You can see the so called fully qualified name of the function. And we can use that name to invoke the different versions.

$ aws lambda invoke \
   --function-name arn:aws:...:TrafficShiftDemo:1 out.txt

{
    "ExecutedVersion": "1",
    "StatusCode": 200
}

$ aws lambda invoke \
   --function-name arn:aws:...:TrafficShiftDemo:2 out.txt

{
    "ExecutedVersion": "2",
    "StatusCode": 200
}

Cloudwatch reports which version was used, too:

 START RequestId: 2771b...801f Version: 1
 END RequestId: 2771b...801f
 REPORT RequestId: 2771b...801f  Duration: 33.87 ms  Billed Duration: 100 ms   Memory Size: 128 MB Max Memory Used: 19 MB

 START RequestId: 2dd66...043d Version: 2
 END RequestId: 2dd66...043d
 REPORT RequestId: 2dd66...043d  Duration: 37.58 ms  Billed Duration: 100 ms   Memory Size: 128 MB Max Memory Used: 19 MB

As I said above, a published function is an immutable snapshot. That also implies, that version numbers are not reused. If, for example, you remove version 2 of the function and publish the function again, then you end up with version 3. Version 2 will never be reused.

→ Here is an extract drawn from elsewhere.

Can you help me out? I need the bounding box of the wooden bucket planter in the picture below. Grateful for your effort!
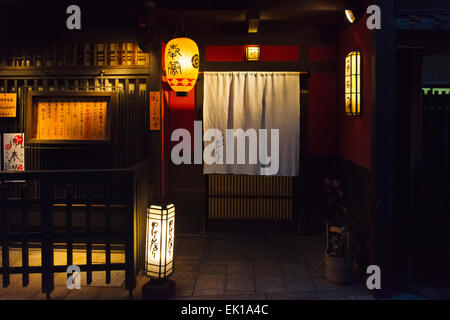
[324,224,353,284]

$ aws lambda delete-function \
   --function-name arn:aws:...:TrafficShiftDemo:2

$ aws lambda update-function-code \
   --function-name TrafficShiftDemo \
   --zip-file fileb://index.zip \
   --publish

{
    "FunctionName": "TrafficShiftDemo",
    "FunctionArn": "arn:aws:...:TrafficShiftDemo:3",
    "Version": "3",
    ...
}

Stable client with Lambda Aliases

An alias allows us to refer to a specific version of a AWS Lambda function by name. Think of it as a simple logical link, similar to what you would do on a standard *nix-like file system.

Let's create an alias called HELLO for version 1 of our Hello-World Lambda.

$ aws lambda create-alias \
   --name HELLO \
   --function-name TrafficShiftDemo \
   --function-version 1

{
    "AliasArn": "arn:aws:...:TrafficShiftDemo:HELLO",
    "FunctionVersion": "1",
    "Name": "HELLO",
    "Description": ""
}

If we invoke the alias, we get our Hello World response, as expected:

$ aws lambda invoke --function-name arn:aws:...:TrafficShiftDemo:HELLO out.txt

{
    "ExecutedVersion": "1",
    "StatusCode": 200
}

$ cat out.txt

"Hello World!"

AWS Lambda tells us, that we invoked version 1: "ExecutedVersion": "1", just as we wanted.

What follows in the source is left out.